Nenhum psiquiatra tem autoridade para falar em nome de terceiros a alguém que não cometeu crime algum. Só a Justiça tem autoridade para obrigar alguém a fazer ou deixar de fazer alguma coisa. Não é da competência de um  médico atuar sobre seu paciente no interesse de terceiros. O "médico do comportamento" é um policial sem mandato, um justiceiro. A sociedade não tem regras. As únicas regras que precisam ser cumpridas estão escritas nas leis. Dizer que determinado comportamento é doentio é um ato moral fundamentado na sua condenação social. "Cirurgia do espírito" é coisa de nerd psicopata. A psiquiatria é uma ciência de escravos para punir os mal-educados. É o braço armado do convencionalismo.

ESPERTEZA É DELINQUÊNCIA

Alguns diagnósticos psiquiátricos são medicalizações do conceito moral de Esperteza, por exemplo. Esperteza e Cultura da Esperteza são delinquência e devem ser tratadas pela legislação. Não são assunto médico. Delinquência não é doença.



CIÊNCIA ANTIPSIQUIÁTRICA


A psiquiatria não tem cura, mas tem tratamento

A histeria não é mais doença porque a psicanálise a curou, não no paciente (cliente), mas na psiquiatria. O mesmo ocorreu com a homossexualidade.


A causa da psiquiatria pode ser genética

Algo entre o fanatismo e a psicopatia genética.


O tratamento é psicossocial

Porque um tratamento biológico deveria se resumir à pura eliminação física dos psiquiatras. Está descartado.








Eu creio que existe um problema em uma profissão que autoriza a violar direitos de outros profissionalmente

A rigor o único paralelo para o psiquiatra está nos tribunais de traficantes das periferias das grandes cidades, que agem exatamente desta maneira. 

A psiquiatria não é uma ciência, mas uma moralidade. Uma determinada visão do mundo que se tornou impositiva. A psiquiatria faz uma compilação de preconceitos populares sobre uma coisa denominada "loucura" e quer que isso seja tomado como ciência. Mais do que isso, promete "tratar" esta "doença". Depois de milênios "tratando" a loucura eles finalmente conseguiram com o uso de drogas manter o louco quieto. E chamam isso de tratamento. É preciso ter perdido completamente o senso crítico para achar que eles fazem mais do que reprimir o louco. Um psiquiatra é um profissional do Estado, como um juiz ou um policial. Não é um médico comum, pelo menos no sentido do que se pode esperar de um médico. Mas um anti-médico, um médico cuja ação se faz contra o paciente. O cliente e o paciente não são a mesma pessoa.
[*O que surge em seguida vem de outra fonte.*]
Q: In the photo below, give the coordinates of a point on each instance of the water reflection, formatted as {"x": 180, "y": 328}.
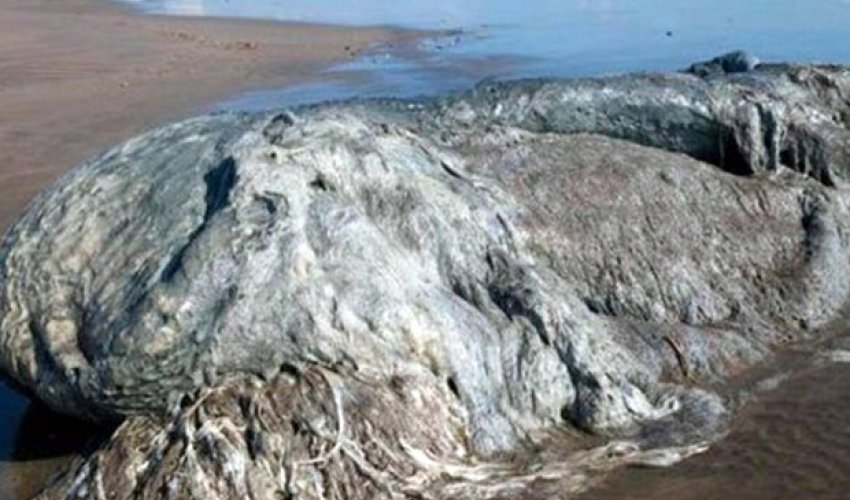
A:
{"x": 549, "y": 37}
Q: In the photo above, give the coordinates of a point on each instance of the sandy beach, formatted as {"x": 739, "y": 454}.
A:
{"x": 78, "y": 76}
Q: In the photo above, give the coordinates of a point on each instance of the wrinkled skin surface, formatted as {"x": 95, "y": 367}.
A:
{"x": 432, "y": 299}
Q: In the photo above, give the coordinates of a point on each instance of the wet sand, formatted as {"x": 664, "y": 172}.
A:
{"x": 78, "y": 76}
{"x": 792, "y": 442}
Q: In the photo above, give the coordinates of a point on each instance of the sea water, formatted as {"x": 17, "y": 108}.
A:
{"x": 529, "y": 38}
{"x": 792, "y": 443}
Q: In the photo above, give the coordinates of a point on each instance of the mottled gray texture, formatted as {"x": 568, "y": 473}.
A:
{"x": 429, "y": 296}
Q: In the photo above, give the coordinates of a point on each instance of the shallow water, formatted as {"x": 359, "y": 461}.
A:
{"x": 508, "y": 39}
{"x": 793, "y": 442}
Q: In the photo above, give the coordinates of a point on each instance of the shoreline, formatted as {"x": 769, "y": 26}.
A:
{"x": 81, "y": 76}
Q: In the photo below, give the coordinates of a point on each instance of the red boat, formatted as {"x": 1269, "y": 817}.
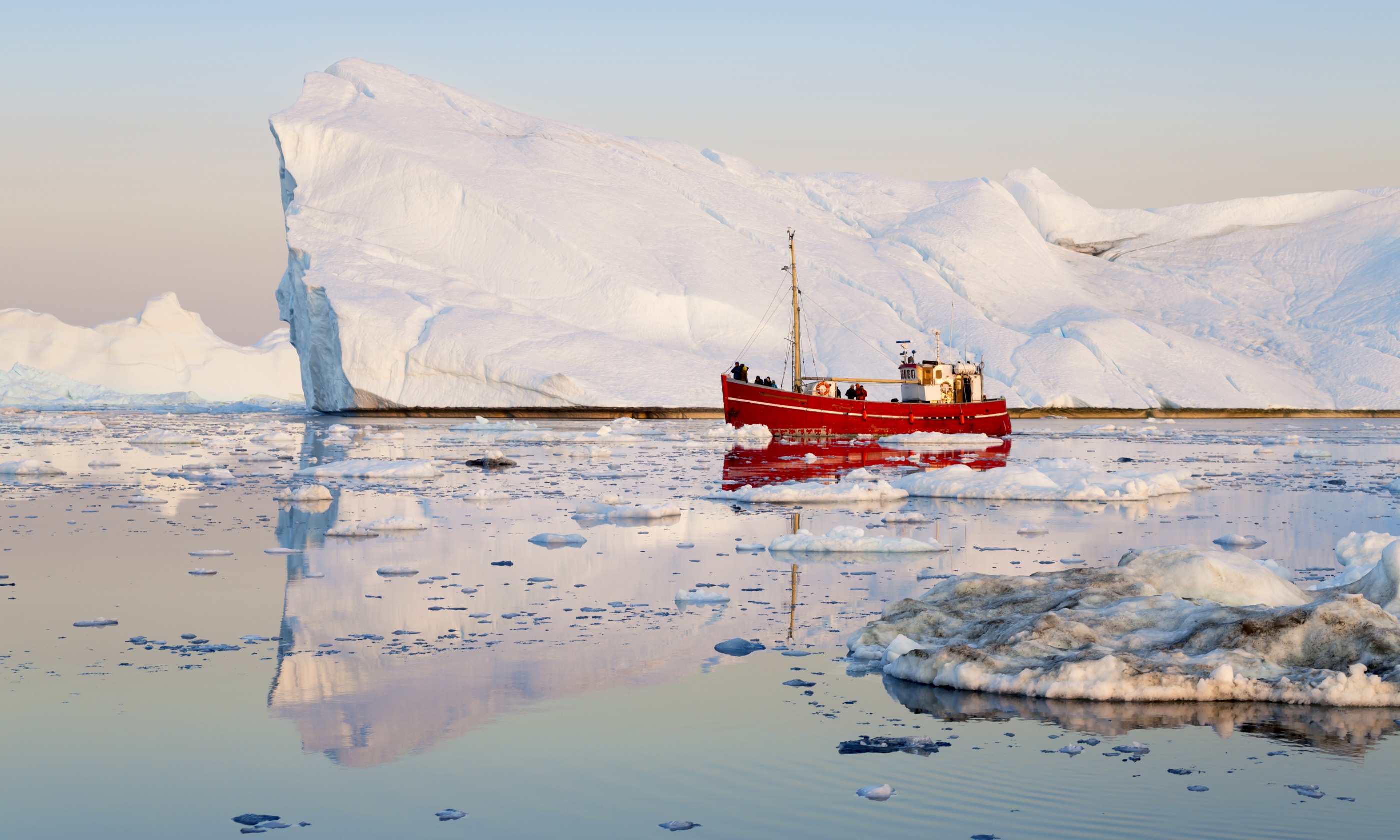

Essa sua afirmação de visão de mundo que se tornou impositiva rende várias discussões filosóficas...isso pode ser a moral que vc disse. Mas a psiquiatria é uma ciência sim,como qualquer área da medicina. Ela não impõem nada,não impõe a vc um modo de viver...isso é feito pela religião. A psiquiatria descreve e trata os transtornos mentais,mas não estabelece um sistema rígido de normalidade. Entenda isso

A religião tem se mostrado uma das formas mais libertárias da experiência humana, ainda mais no Brasil com estas igrejas protestantes...

Ela se configura uma antipsiquiatria eficiente e muito defensável. Eu faria uma menção especial a estas igrejas que congregam homossexuais, os Meninos de Deus e outras ainda. A psiquiatria estabelece, sim, um sistema rígido de normalidade. Aliás, isto não é acidental nela, mas a sua característica principal. Assim, ela desfila baboseiras a respeito da mente humana. O trouxa da vez é o psicopata. Ele está recebendo um perfil capitalista para torná-lo politicamente correto. Com este perfilamento do psicopata, a psiquiatria expressa que pretende estender uma condenação moral a indivíduos ativamente anti-sociais e egoístas. Pode-se dizer que há um progresso, o ladrão agressivo e imoral passa a ser visto como uma peste social.

O psicopata,como vc diz...eu falaria "doente mental" não é um trouxa... Trouxa mesmo,ou ingênuo,é aquele que acha que está sendo libertado por uma instituição que se chama Igreja,seja lá qual for...trouxa mesmo é aquele que ainda paga por isso... Vc está completamente equivocado,quem impõe as regras é a Igreja com sua moralidade hipócrita... A psiquiatria é ciência sim! ...quer vc queira ou não...ela se baseia no método científico...já suas Igrejas só dizem um monte de idiotices para os trouxas acreditarem e ainda pagarem pra ouvir aquele discurso hipócrita!

Não concordo com você. O sistema de saúde mental custa muito caro para a sociedade e os psicanalistas também.

Sinceramente não consigo entender sua revolta com a psiquiatria e com os psiquiatras.Até agora tudo o que vc disse foi pura imaginação sua

Pura imaginação minha eu sei que não é, alguns psiquiatras que estiverem lendo isto estarão sorrindo neste momento.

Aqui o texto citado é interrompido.